CPUs are incredibly complex beasts.
One of the key features of a CPU is the cache.
Its not a flashy feature.
It doesnt advertise as well as the core count or peak boost frequency.
It is critical to performance, though.
Contents
Why Cache?
Modern CPUs are incredibly fast.
They perform more than five billion operations every second.
Keeping the CPU fed with data when it operates that fast is difficult.
The RAM has enough capacity to supply the CPU with data.
It can even transfer data every second, thanks to very high bandwidths.
Thats not the problem, though.
The problem is latency.
RAM can respond very quickly.
The problem is that very quickly is a long time when you do five billion things every second.
Even the fastest RAM has a latency above 60 nanoseconds.
Again, 60 nanoseconds sound like no time at all.
The problem is that if the CPU ran at 1GHz, it would take 1ns to complete a cycle.
With high-end CPUs hitting 5.7GHz, thats one cycle every 175 picoseconds.
Howre those 60 nanoseconds of latency looking now?
Thats 342 cycles of latency.
That sort of latency would be a killer for any CPU performance.
To get around that, a cache is used.
The cache is placed on the CPU die itself.
Its also much smaller than RAM and uses a different structure, SRAM rather than DRAM.
This makes it much quicker to respond than the main system RAM.
Lower tiers are faster but smaller.
L1 can have a latency of four or five clock cycles, much better than 342.
But Some CPUs Mention an L0?
The terminology for L1, L2, and L3 is pretty standard.
The vague understanding of what they mean and do is relatively common, even across CPU vendors.
This is because theyre governed by material and electrical physics; not much can change.
you might have a fast cache or a big cache, not both.
It needs to be bigger if you share a cache between multiple cores.
To that end, L1 and L2 tend to be core specific.
The larger L3 cache tends to be shared between some or all cores on the CPU or chiplet.
It doesnt help to understand what it means, though.
you’re free to probably guess some things, though.
The other name it goes by can help a bit; thats micro-op cache.
Instead of caching data from memory, or full instructions, L0 caches micro-ops.
As werecently described, a micro-op is a feature of modern CPUs.
Instructions in x86 and other ISAs are big, complex, and challenging to fit efficiently in a pipeline.
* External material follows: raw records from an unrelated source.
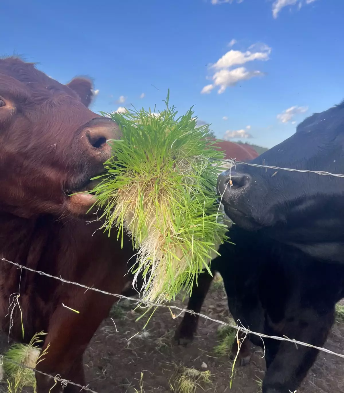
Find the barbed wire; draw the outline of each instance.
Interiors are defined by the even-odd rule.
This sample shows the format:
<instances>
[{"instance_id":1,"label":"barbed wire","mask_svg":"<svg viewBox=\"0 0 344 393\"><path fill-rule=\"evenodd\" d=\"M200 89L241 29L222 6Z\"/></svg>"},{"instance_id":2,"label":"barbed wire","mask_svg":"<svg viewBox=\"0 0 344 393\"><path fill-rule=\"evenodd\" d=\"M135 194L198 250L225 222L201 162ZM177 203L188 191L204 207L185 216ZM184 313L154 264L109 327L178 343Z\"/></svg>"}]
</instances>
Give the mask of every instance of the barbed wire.
<instances>
[{"instance_id":1,"label":"barbed wire","mask_svg":"<svg viewBox=\"0 0 344 393\"><path fill-rule=\"evenodd\" d=\"M59 281L61 281L62 283L64 283L66 284L70 284L72 285L76 285L78 286L84 288L86 289L86 290L90 290L95 291L96 292L98 292L100 293L103 294L104 295L108 295L110 296L114 296L116 298L118 298L119 299L125 299L128 300L133 301L137 303L143 303L147 305L150 306L152 307L161 307L164 308L167 308L170 311L171 310L177 310L180 312L179 314L176 316L172 314L172 317L174 319L177 318L178 317L181 315L182 314L186 312L193 315L197 315L202 318L204 318L205 319L211 321L212 322L216 322L220 325L222 325L226 326L229 327L232 329L236 329L237 330L242 332L246 334L249 334L254 336L257 336L262 338L262 340L263 338L271 338L273 340L277 340L279 341L287 341L296 345L303 345L304 347L307 347L309 348L313 348L315 349L317 349L318 351L325 352L326 353L328 353L331 355L334 355L340 358L344 358L344 354L338 353L337 352L335 352L333 351L331 351L329 349L328 349L327 348L323 348L321 347L317 347L316 345L313 345L311 344L309 344L308 343L304 342L302 341L299 341L298 340L296 340L294 338L289 338L285 336L269 336L267 334L265 334L262 333L258 333L257 332L254 332L253 331L250 330L249 329L246 329L245 327L241 326L238 326L237 325L231 325L230 323L227 323L227 322L225 322L223 321L221 321L220 320L214 319L208 316L205 314L202 314L199 312L196 312L192 310L188 310L187 309L182 309L180 307L178 307L177 306L172 305L168 305L166 304L158 304L154 303L153 302L145 300L143 299L139 299L138 300L137 298L135 298L126 296L124 295L120 294L119 294L112 293L110 292L108 292L106 291L103 291L101 289L98 289L97 288L95 288L93 286L88 286L87 285L84 285L82 284L80 284L79 283L76 283L74 281L70 281L69 280L66 280L62 278L62 277L58 277L57 276L53 275L51 274L49 274L48 273L45 273L44 272L42 272L40 270L36 270L34 269L31 268L28 268L26 266L24 266L23 265L20 265L19 263L17 263L16 262L13 262L11 261L9 261L8 259L6 259L4 258L0 258L0 260L2 261L3 262L6 262L12 265L14 265L15 266L16 266L19 269L24 269L26 270L29 270L29 271L32 272L34 273L36 273L41 275L44 275L47 277L49 277L50 278L53 278L55 280L58 280Z\"/></svg>"},{"instance_id":2,"label":"barbed wire","mask_svg":"<svg viewBox=\"0 0 344 393\"><path fill-rule=\"evenodd\" d=\"M45 375L46 376L48 376L54 380L55 384L57 381L60 382L61 383L61 386L63 387L65 387L67 386L67 385L69 384L70 385L73 385L75 386L77 386L77 387L81 388L80 391L81 391L83 389L84 390L86 390L87 391L91 392L91 393L98 393L98 392L96 391L95 390L92 390L87 386L83 386L82 385L79 385L79 384L76 384L75 382L72 382L71 381L68 380L67 379L63 379L62 378L60 378L60 377L58 376L57 375L55 375L54 376L53 375L51 375L49 374L47 374L46 373L44 373L42 371L40 371L39 370L37 370L37 369L33 368L33 367L30 367L30 366L27 365L26 364L23 364L22 363L18 363L18 362L16 362L15 360L14 360L12 359L10 359L9 358L7 358L7 356L4 356L3 355L2 355L1 357L4 359L6 359L6 360L8 362L10 362L13 364L15 364L16 365L19 366L23 368L31 370L31 371L34 371L35 373L38 373L38 374L42 374L42 375ZM54 385L54 386L55 386L55 385ZM52 389L53 387L54 387L54 386L51 387L51 389Z\"/></svg>"},{"instance_id":3,"label":"barbed wire","mask_svg":"<svg viewBox=\"0 0 344 393\"><path fill-rule=\"evenodd\" d=\"M308 169L296 169L293 168L282 168L280 167L276 167L273 165L260 165L259 164L252 164L249 162L243 162L242 161L237 161L235 159L228 158L219 161L223 162L229 162L235 165L236 164L240 164L242 165L247 165L248 166L255 167L257 168L265 168L266 169L277 169L277 170L287 171L292 172L300 172L301 173L314 173L316 174L325 176L333 176L335 177L344 178L344 174L341 173L331 173L331 172L326 171L309 171Z\"/></svg>"}]
</instances>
you’re free to pipeline them much more efficiently if you break them down into constituent micro-ops.
CPU Architecture ft Micro-Op Cache
To execute an instruction, a modern CPU decodes it.
This involves splitting the instruction into its constituent micro-ops and determining the memory locations that should be referenced.
This means that the exact instructions can be called again and again.
This then means that the same micro-ops get called again and again.
And if the same micro-ops are needed repeatedly, they can be cached.
Conclusion
L0 cache is another name for the micro-op cache.
It can be a part of modern CPUs that utilize micro-operations.
It typically holds a few thousand entries and has capacities listed in numbers of entries rather than bytes.
L0 can be accessed faster than L1, typically with a 1- or 0-cycle latency.